Presiding was Douglas County District Judge Jean Shepherd with short, cropped hair, stylish eyeglasses and a yellow, floral dress beneath her stern black robe.

In nearly 25 years on the bench, Shepherd has seen and heard it all before.

Any child who goes through the foster care system in Douglas County eventually will find their case in Shepherd’s court. The judge decides whether children should be removed from their parents, if they should return home and if the parent and child should not be reunited and adoption begins.

The goal of the state’s foster care system is to reintegrate children with their biological families. If that path fails, the next step is adoption, sometimes with the current foster care family.

“They are big decisions,” Shepherd said. “Terminating someone’s parental rights is sort of like a capital case, in that they are losing their children forever.”

Overshadowing these decisions is a ticking clock.

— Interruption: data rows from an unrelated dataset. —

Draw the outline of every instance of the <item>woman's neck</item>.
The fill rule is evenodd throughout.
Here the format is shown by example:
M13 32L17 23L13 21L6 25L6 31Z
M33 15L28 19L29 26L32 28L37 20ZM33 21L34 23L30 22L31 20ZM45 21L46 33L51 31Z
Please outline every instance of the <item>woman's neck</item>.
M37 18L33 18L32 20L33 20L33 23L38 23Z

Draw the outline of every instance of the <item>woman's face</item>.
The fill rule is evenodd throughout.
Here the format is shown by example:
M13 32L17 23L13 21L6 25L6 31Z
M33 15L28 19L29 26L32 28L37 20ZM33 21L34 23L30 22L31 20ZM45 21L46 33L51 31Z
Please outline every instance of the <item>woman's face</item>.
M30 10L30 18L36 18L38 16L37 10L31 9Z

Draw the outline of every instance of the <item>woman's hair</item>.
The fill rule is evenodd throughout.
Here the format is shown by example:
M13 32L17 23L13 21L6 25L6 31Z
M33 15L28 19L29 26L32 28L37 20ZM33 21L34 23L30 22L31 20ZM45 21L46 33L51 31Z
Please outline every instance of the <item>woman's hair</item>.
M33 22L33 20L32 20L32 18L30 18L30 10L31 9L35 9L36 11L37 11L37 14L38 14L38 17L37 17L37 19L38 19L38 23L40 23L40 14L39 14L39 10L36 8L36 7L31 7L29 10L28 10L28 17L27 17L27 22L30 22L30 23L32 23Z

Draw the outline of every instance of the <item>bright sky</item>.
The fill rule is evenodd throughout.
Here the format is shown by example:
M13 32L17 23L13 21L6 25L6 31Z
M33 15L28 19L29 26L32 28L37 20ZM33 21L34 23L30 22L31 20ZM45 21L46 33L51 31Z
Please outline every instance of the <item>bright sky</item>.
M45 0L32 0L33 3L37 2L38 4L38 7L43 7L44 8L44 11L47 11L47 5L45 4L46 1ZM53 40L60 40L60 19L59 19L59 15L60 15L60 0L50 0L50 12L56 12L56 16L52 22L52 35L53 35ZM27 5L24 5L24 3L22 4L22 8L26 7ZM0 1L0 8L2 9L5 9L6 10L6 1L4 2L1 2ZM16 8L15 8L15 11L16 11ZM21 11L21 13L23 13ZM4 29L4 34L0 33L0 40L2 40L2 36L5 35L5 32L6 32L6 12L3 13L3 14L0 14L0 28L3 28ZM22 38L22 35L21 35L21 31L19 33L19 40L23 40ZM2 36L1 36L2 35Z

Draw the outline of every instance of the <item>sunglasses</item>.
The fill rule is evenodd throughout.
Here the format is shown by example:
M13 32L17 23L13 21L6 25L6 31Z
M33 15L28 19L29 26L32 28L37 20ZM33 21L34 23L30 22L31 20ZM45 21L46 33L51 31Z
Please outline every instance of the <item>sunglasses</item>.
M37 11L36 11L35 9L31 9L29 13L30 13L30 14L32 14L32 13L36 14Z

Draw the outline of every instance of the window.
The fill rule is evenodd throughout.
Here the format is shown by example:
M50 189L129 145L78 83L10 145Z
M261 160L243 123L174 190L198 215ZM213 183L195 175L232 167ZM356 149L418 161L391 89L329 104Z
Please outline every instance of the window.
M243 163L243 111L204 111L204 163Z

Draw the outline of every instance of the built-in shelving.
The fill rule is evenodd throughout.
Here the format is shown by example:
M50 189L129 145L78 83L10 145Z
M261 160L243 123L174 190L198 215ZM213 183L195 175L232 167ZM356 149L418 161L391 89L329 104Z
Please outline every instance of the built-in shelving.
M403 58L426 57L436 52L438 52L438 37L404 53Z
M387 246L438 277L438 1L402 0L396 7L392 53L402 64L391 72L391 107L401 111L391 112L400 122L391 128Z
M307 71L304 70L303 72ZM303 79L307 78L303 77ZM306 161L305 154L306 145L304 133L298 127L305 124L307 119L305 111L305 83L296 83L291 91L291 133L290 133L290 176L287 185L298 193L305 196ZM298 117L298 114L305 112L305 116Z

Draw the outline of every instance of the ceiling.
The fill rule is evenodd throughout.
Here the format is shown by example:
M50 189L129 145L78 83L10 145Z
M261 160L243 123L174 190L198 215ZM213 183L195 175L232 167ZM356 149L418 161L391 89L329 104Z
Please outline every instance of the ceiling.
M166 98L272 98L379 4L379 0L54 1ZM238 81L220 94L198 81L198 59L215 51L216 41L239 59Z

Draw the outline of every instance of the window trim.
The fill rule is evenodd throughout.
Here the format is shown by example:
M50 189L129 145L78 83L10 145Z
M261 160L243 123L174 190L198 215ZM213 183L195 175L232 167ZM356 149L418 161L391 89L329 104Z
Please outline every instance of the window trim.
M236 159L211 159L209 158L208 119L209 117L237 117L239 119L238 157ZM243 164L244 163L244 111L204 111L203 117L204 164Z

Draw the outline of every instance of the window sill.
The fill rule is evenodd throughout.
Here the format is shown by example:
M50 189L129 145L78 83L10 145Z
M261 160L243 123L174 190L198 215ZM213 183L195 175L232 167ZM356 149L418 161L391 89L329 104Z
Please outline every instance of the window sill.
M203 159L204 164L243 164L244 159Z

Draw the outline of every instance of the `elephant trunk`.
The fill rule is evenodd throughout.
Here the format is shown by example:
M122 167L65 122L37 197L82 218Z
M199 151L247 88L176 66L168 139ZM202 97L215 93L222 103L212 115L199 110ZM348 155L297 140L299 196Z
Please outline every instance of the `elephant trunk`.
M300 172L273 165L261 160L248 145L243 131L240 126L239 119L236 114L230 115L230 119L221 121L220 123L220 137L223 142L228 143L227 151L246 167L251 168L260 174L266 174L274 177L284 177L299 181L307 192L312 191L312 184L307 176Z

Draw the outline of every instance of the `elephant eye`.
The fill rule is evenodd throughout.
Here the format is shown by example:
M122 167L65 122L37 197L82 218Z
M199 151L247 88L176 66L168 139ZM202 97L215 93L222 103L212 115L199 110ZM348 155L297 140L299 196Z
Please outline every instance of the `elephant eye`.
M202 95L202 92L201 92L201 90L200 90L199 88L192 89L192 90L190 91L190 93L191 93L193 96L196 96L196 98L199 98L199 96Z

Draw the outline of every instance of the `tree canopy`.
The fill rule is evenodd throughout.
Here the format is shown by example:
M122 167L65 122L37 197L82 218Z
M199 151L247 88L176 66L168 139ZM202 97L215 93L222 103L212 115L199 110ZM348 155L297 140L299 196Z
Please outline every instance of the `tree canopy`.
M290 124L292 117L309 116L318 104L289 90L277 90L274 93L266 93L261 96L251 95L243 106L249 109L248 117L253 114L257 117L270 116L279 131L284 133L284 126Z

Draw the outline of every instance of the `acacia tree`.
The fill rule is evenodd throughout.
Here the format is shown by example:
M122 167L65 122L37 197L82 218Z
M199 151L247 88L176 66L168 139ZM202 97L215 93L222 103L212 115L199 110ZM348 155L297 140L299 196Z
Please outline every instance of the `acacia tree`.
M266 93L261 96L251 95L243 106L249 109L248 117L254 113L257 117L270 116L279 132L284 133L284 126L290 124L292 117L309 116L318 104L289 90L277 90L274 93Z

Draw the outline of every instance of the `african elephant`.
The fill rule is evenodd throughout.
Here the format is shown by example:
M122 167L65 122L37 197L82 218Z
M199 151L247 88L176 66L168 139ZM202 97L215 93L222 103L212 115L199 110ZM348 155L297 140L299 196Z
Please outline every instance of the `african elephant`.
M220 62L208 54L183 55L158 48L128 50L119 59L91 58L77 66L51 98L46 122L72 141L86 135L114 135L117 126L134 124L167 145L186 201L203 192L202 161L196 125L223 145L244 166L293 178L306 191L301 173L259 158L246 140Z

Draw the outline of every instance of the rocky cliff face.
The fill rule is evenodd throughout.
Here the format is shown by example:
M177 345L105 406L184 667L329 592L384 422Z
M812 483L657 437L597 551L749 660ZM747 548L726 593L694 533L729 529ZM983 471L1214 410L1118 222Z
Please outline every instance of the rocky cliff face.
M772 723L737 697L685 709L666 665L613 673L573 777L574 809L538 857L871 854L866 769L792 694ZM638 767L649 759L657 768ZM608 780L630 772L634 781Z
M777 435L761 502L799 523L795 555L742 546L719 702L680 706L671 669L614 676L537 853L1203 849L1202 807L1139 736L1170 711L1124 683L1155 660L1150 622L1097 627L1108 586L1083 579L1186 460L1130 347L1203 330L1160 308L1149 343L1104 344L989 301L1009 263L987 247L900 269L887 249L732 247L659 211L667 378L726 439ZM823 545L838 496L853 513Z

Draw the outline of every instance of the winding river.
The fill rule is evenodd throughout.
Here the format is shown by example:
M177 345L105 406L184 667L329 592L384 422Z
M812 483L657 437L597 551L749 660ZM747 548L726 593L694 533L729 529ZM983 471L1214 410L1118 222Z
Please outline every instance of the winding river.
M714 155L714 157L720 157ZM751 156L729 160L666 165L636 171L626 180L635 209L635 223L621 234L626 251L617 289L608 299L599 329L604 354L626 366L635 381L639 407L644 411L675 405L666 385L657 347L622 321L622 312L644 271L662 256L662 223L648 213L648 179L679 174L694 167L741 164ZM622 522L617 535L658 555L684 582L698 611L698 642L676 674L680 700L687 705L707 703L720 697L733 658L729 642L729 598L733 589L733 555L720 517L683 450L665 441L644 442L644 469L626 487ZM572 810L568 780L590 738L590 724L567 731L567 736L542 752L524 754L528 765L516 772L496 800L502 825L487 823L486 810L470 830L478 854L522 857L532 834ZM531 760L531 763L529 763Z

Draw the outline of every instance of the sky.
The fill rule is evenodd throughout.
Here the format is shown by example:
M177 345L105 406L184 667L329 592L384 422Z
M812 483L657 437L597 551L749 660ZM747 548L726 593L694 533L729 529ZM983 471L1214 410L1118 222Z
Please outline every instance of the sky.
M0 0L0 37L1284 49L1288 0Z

“For a child that comes into custody at 3 months old, by the time he is a year, it’s been four times his life span,” Shepherd said when explaining her firm words earlier that morning after hearing an adoption had been put off because of more paperwork.

Shepherd, a mother of three, has seen hundreds of children grow up. Some have graduated from college, even earned law degrees. She has officiated at their weddings and a few have returned before the judge as parents whose children are about to enter foster care.

Her years on the job have given her perspective. She throws out suggestions on where to look for runaways, knows of the large family networks that envelop the county and has a running record of children’s complicated case history.

But it isn’t just Shepherd and the parents in the courtroom. Children older than 10 can sit in on hearings. Grandparents and foster families fill the gallery.

And attorneys – representing parents, potential adoptive parents, the district attorney’s office and the child – are there. The hearings also attract representatives from agencies.

With so many different parties, it can be a struggle to remember it’s the child that has brought everyone together, Shepherd said. But in the end it works.

“We’ve all made a real difference in their lives. A lot of people have been involved and that has been a good thing,” Shepherd said.